70th anniversary of the Universal Declaration of Human Rights to be celebrated
SHEPHERDSTOWN — Championed by former United Nations Commission on Human Rights Chair Eleanor Roosevelt, the Universal Declaration of Human Rights was unanimously adopted on Dec. 10, 1948 by the United Nations, “with abstentions from the Belorussian Soviet Socialist Republic, Czechoslovakia, Poland, Saudi Arabia, South Africa, the Soviet Union, the Ukrainian SSR and Yugoslavia,” according to the Encyclopedia Britannica.
Setting precedents for international human rights law, the declaration “comprises 30 articles that contain a comprehensive listing of key civil, political, economic, social and cultural rights,” according to the Encyclopedia Britannica. These rights range from the human right to not experience torture, to the right for humans to assemble and form unions or other groups.
Since the establishment of the declaration, many legal and governmental proceedings have based their treatment of human rights cases on the statutes set up in the declaration, which is non-binding to members of the United Nations.
While people around the world have been celebrating the declaration oo Human Rights Day on Dec. 10 every year since 1950, this year, Shepherdstown will be joining in on the celebration, although at an earlier date in the year.
On Oct. 27 at noon, the 70th Anniversary of the Universal Declaration of Human Rights will be celebrated at St. Agnes Catholic Church’s Parish Center at 106 South Duke Street. The event will feature a panel discussion on the declaration’s importance and the need to protect human rights internationally, with Shepherd University Assistant Professor of English James Pate, Shepherd University Lecturer of English Christopher Wilson and PLANT Co-Director Catherine Halvey Goodwin as panel members.
“It’s pretty close to national Human Rights Day on December 10, but December 10 wasn’t a good time for us to organize, so we chose the end of October,” Goodwin said, mentioning she hopes the event will encourage the community to become more aware of international human rights needs.
“I hope that we’ll add the voice of the Shepherdstown community to international voices being raised right now, about the urgent need to promote, stand up for and live the message of the Universal Declaration of Human Rights in our time, given the major challenges before us. It’s such a huge issue,” Goodwin said. “I’m hoping it will invigorate us to take on the struggles previous generations have taken on. I’m hoping we’ll do our part to fight for human rights.”
According to Goodwin, human rights is related to environmental rights, since the environment’s health is closely connected with human health. As co-director of the 501(c)3 organization, Partners for the Land & Agricultural Needs of Traditional Peoples, Goodwin has worked for 30 years for the protection of human rights in the Amazon in Brazil, and she hopes sharing what she has learned about human rights in Brazilian Amazonia and in sub-Saharan Africa will encourage community members to become involved with PLANT or other human rights organizations.

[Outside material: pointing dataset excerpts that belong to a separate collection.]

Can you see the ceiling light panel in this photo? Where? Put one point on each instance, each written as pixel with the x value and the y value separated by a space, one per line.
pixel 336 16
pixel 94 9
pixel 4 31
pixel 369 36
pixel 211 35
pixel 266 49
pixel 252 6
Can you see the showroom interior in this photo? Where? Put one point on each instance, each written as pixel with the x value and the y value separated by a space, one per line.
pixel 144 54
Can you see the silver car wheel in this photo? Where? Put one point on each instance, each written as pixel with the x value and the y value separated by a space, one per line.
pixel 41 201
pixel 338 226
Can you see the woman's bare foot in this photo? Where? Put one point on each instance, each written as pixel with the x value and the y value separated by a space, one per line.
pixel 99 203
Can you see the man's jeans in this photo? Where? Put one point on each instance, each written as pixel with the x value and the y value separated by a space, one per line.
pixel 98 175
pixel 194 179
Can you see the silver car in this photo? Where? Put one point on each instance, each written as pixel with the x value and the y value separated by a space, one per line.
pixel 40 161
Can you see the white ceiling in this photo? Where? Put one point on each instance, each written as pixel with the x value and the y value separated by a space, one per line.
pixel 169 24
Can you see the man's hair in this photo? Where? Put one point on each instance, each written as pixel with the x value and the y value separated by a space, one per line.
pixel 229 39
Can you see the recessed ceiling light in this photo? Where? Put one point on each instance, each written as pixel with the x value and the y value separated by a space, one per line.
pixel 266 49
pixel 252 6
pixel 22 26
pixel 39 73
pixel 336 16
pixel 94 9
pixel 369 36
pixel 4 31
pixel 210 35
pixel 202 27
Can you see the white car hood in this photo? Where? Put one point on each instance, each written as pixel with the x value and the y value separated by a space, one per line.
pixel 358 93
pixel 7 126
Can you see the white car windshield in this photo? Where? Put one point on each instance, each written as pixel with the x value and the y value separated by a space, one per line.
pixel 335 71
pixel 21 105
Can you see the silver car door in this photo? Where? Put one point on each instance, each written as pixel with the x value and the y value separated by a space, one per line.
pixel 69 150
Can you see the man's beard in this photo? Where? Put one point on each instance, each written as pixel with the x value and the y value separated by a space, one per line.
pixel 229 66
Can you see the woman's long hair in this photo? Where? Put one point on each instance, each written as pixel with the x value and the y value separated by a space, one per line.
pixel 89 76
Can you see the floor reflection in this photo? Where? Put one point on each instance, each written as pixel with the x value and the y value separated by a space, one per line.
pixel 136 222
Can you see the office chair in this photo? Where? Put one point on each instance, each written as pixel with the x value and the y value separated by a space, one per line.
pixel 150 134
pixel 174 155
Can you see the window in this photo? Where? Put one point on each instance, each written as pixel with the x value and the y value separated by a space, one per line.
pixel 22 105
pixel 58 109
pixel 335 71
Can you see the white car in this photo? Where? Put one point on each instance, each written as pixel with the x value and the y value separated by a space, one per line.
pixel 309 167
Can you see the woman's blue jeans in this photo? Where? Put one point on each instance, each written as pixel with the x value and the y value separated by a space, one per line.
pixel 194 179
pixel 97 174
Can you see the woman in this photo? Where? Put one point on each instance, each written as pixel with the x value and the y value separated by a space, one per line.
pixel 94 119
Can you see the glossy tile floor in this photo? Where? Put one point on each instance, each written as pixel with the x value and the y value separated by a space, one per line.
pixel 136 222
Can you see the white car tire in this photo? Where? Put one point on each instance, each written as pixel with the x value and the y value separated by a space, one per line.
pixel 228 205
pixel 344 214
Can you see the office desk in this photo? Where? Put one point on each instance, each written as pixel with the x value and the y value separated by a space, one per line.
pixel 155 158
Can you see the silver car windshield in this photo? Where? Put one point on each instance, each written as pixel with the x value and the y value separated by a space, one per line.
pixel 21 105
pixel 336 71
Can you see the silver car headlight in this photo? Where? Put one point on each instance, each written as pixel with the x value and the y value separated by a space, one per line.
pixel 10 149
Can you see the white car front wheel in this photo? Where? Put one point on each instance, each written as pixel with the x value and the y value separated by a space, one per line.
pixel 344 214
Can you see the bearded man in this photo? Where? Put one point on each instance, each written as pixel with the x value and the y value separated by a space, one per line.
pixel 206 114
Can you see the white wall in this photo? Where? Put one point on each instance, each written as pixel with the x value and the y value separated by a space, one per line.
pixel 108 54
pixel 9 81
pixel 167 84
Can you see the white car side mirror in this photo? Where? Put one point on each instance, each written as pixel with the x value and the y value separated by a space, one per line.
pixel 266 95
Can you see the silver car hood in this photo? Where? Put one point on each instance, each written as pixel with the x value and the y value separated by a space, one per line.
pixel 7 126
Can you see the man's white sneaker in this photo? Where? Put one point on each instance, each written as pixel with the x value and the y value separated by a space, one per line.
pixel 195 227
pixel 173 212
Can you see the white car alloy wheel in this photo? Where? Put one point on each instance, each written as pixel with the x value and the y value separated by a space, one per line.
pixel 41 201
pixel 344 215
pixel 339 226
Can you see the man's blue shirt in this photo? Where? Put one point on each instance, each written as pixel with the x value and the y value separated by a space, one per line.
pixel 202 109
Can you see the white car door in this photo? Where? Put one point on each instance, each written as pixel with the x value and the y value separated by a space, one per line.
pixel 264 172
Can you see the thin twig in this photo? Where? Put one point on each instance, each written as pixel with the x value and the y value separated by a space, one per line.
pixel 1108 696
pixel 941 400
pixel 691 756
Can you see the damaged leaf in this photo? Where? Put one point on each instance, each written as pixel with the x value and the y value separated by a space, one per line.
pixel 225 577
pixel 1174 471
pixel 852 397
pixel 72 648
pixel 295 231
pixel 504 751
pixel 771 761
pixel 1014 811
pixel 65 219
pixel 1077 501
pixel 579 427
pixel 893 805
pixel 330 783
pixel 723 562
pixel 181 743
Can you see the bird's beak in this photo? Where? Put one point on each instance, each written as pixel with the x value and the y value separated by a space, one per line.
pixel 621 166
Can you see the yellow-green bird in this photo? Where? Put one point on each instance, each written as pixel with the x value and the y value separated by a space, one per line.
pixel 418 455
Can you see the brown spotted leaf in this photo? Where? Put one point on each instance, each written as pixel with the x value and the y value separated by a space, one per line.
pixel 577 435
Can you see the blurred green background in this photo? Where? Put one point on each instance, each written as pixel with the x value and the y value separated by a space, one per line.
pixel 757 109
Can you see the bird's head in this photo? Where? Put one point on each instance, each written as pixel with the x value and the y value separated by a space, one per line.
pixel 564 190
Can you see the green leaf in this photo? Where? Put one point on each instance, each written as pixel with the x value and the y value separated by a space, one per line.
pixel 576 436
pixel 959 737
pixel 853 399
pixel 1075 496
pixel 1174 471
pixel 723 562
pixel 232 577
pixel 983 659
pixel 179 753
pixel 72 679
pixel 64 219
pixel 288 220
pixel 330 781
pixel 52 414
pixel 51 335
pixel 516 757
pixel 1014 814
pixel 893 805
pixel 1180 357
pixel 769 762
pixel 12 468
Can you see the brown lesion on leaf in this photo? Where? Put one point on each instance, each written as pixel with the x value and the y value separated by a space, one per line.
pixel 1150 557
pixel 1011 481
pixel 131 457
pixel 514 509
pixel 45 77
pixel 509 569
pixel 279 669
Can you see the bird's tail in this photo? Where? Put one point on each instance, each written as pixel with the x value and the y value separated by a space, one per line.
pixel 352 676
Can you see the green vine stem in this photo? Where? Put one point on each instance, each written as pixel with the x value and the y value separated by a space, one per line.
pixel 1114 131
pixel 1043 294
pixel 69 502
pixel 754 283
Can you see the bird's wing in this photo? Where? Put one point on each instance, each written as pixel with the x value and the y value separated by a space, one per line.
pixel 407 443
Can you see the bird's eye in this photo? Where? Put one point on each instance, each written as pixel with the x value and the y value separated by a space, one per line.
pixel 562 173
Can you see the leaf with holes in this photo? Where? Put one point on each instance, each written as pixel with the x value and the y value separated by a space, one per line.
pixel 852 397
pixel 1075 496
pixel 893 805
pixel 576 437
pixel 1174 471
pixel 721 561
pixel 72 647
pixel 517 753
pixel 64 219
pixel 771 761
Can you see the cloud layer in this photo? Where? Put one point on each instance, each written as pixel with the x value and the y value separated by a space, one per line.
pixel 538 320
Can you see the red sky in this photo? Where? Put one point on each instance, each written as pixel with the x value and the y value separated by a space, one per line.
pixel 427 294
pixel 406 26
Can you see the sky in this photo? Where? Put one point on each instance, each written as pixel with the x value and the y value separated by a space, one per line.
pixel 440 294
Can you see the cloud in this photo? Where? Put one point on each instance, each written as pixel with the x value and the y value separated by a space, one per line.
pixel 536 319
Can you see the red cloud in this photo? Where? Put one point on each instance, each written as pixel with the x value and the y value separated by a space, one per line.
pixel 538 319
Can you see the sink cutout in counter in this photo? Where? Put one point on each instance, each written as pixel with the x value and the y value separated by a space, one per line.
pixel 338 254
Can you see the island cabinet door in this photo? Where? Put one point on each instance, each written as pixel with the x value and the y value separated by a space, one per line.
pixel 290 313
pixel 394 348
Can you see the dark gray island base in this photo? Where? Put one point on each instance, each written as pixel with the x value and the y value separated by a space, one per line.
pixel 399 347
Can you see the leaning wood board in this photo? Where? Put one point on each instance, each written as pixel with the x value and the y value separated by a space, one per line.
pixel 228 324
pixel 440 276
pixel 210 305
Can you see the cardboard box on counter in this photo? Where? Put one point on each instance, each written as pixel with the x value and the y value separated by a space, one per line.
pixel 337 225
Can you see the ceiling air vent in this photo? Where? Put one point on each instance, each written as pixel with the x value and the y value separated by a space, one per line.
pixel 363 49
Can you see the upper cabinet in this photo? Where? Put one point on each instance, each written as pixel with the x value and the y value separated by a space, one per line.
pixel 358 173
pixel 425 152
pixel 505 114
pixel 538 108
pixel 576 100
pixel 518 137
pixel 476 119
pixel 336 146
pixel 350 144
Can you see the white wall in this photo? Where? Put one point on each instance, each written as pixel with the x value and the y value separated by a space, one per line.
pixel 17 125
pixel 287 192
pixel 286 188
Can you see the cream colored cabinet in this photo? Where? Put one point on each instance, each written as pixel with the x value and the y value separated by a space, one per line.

“I’d like to think of Shepherdstown as a very engaged community from very diverse backgrounds, so I would hope many people would come and think about the kind of leadership we need — we need the leadership of old and young alike, to make a difference right now,” Goodwin said. “We as a community want to be part of those who are giving their voice, who are making sure that human rights are being upheld, and we want to promote that in all we do.”